If you visit [https://www.airlinequality.com] you can see that there is a lot of data there. For this task, we are only interested in reviews related to British Airways and the Airline itself.

If you navigate to this link: [https://www.airlinequality.com/airline-reviews/british-airways] you will see this data.
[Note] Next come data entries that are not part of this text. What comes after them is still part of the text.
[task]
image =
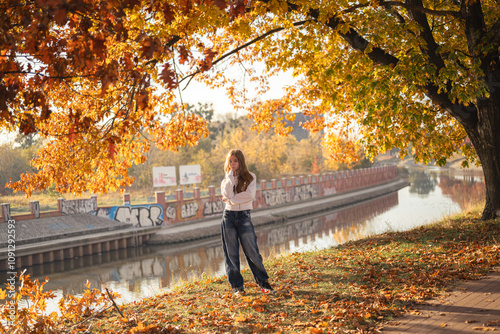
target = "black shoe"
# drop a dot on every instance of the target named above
(239, 291)
(265, 287)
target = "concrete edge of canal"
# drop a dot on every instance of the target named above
(279, 214)
(44, 246)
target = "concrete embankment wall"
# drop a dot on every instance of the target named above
(279, 214)
(164, 213)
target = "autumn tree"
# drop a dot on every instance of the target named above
(419, 74)
(97, 78)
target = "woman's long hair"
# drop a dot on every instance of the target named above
(244, 177)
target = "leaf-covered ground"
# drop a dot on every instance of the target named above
(352, 288)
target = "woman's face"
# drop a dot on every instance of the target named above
(234, 164)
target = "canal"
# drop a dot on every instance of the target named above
(140, 272)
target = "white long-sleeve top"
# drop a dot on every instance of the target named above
(241, 201)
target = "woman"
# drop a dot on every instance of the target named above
(238, 191)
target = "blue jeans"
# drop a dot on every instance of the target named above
(237, 228)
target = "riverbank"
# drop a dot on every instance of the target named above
(357, 287)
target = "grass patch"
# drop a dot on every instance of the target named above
(350, 288)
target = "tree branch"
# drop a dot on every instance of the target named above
(422, 9)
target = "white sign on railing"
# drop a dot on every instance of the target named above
(164, 176)
(190, 174)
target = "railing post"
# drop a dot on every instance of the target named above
(35, 209)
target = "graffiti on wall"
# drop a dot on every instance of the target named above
(303, 192)
(170, 212)
(211, 208)
(276, 197)
(135, 215)
(74, 206)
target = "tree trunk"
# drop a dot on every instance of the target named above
(485, 136)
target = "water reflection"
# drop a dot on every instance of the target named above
(144, 271)
(421, 181)
(139, 272)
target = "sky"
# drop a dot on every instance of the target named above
(199, 92)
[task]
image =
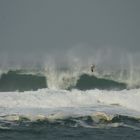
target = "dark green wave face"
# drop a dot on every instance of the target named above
(16, 80)
(86, 82)
(13, 81)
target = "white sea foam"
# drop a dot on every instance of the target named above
(75, 102)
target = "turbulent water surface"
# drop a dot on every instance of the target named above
(37, 105)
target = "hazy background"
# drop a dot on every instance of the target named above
(35, 32)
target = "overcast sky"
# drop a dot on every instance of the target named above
(39, 27)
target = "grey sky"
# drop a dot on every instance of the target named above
(37, 27)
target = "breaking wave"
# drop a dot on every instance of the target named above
(25, 80)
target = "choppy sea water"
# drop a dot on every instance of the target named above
(92, 108)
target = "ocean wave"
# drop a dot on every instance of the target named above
(22, 80)
(95, 120)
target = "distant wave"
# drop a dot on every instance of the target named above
(13, 80)
(98, 120)
(23, 81)
(86, 82)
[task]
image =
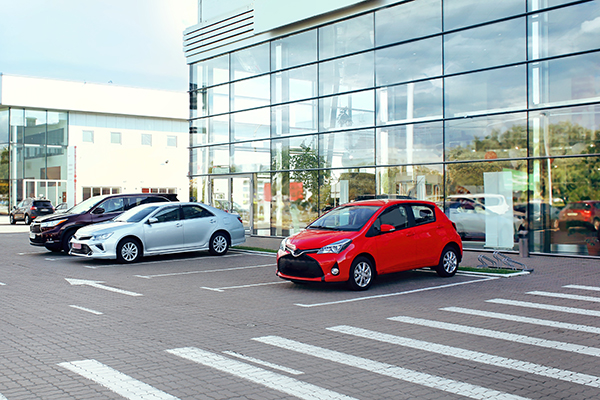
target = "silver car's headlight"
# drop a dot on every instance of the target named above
(102, 236)
(336, 247)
Now, we can use `Python` and `BeautifulSoup` to collect all the links to the reviews and then to collect the text data on each of the individual review links.

In [36]:
import requests
from bs4 import BeautifulSoup
import pandas as pd

In [37]:
# Data want to collect

review = []    # Empty list to store reviews     

date = []       # Empty list to store date of review

country = []    # Empty list to store country of a reviwer

rating = []     # Empty list to store star rating

In [38]:
base_url = "https://www.airlinequality.com/airline-reviews/british-airways"
pages = 10
page_size = 100

for i in range(1, pages + 1):
    print(f"Scraping page {i}")

    # Create URL to collect links from paginated data
    url = f"{base_url}/page/{i}/?sortby=post_date%3ADesc&pagesize={page_size}"
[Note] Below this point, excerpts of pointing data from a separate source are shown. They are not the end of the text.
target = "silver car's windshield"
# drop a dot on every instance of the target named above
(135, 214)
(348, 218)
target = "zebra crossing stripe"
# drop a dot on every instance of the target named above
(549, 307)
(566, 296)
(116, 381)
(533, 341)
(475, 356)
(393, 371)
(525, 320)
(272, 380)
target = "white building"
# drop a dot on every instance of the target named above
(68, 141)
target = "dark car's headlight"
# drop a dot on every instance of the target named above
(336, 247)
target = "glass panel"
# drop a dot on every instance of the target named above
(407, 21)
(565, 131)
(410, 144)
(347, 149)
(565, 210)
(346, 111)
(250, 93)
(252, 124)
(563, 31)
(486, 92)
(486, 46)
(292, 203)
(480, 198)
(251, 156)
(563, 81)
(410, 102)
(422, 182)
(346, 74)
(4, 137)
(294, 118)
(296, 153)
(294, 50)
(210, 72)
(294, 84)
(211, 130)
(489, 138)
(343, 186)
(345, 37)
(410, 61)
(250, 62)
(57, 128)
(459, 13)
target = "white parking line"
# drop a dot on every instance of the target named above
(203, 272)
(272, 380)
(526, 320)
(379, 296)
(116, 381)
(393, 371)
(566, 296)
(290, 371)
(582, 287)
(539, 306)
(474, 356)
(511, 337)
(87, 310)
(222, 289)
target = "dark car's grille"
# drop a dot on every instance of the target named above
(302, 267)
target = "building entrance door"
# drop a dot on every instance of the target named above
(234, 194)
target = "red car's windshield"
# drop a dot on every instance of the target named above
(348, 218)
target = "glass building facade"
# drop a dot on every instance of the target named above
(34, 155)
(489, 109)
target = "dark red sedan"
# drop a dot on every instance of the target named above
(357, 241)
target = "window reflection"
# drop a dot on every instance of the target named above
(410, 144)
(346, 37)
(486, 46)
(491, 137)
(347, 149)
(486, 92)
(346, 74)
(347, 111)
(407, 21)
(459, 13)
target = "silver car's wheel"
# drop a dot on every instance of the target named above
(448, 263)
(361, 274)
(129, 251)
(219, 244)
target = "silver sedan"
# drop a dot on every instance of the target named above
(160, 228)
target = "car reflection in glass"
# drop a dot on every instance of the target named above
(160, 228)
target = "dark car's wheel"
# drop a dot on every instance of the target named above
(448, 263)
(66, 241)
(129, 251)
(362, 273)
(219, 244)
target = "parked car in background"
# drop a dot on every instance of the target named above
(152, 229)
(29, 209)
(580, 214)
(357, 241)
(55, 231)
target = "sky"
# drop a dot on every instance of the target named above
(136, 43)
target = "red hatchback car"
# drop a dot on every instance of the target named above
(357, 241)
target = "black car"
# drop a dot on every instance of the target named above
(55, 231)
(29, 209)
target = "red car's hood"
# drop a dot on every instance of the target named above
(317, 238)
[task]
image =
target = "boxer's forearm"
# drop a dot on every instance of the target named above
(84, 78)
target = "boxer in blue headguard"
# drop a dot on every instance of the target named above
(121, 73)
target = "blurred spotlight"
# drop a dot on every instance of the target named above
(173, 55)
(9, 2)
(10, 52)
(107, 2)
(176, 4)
    # Collect HTML data from this page
    response = requests.get(url)

    # Parse content
    content = response.content
    parsed_content = BeautifulSoup(content, 'html.parser')
    
    # collect all the reviwes from the pages
    for para in parsed_content.find_all("div", class_ = "text_content"):
        review.append(para.get_text())
    print(f"   ---> {len(review)} total reviews")

    # collect the dates of the review
    for para in parsed_content.find_all("time"):
        date.append(para.get_text())
    print(f"   ---> {len(date)} total date")

    # collect the country name of the reviewers
    for para in parsed_content.find_all("h3"):
        country.append(para.span.next_sibling.text.strip(" ()"))
    print(f"   ---> {len(country)} total country")

    # colect the rating given by the reviewers
    for para in parsed_content.find_all("div", class_ = "rating-10"):
        rating.append(para.span.text)


Scraping page 1
   ---> 100 total reviews
   ---> 100 total date
   ---> 100 total country
Scraping page 2
   ---> 200 total reviews
   ---> 200 total date
   ---> 200 total country
Scraping page 3
   ---> 300 total reviews
   ---> 300 total date
   ---> 300 total country
Scraping page 4
   ---> 400 total reviews
   ---> 400 total date
   ---> 400 total country
Scraping page 5
   ---> 500 total reviews
   ---> 500 total date
   ---> 500 total country
Scraping page 6
   ---> 600 total reviews
   ---> 600 total date
   ---> 600 total country
Scraping page 7
   ---> 700 total reviews
   ---> 700 total date
   ---> 700 total country
Scraping page 8
   ---> 800 total reviews
   ---> 800 total date
   ---> 800 total country
Scraping page 9
   ---> 900 total reviews
   ---> 900 total date
   ---> 900 total country
Scraping page 10
   ---> 1000 total reviews
   ---> 1000 total date
   ---> 1000 total country


In [39]:
df = pd.DataFrame()
df["reviews"] = pd.Series(review)
df["date"] = pd.Series(date)
df["country"] = pd.Series(country)
df["rating"] = pd.Series(rating)
df.head()

Unnamed: 0,reviews,date,country,rating
0,Not Verified | Regarding the aircraft and seat...,28th April 2023,United Kingdom,\n\t\t\t\t\t\t\t\t\t\t\t\t\t5
1,Not Verified | I travelled with British Airway...,26th April 2023,Sweden,5
2,Not Verified | Food was lousy. Who ever is pl...,24th April 2023,United States,1
3,✅ Trip Verified | Had the worst experience. Th...,24th April 2023,Canada,2
4,✅ Trip Verified | The ground staff were not h...,23rd April 2023,Ireland,1


In [40]:
df.to_csv("BA_reviews.csv")

Congratulations! Now you have your dataset for this task! The loops above collected 1000 reviews by iterating through the paginated pages on the website. However, if you want to collect more data, try increasing the number of pages!

 The next thing that you should do is clean this data to remove any unnecessary text from each of the rows. For example, "✅ Trip Verified" can be removed from each row if it exists, as it's not relevant to what we want to investigate.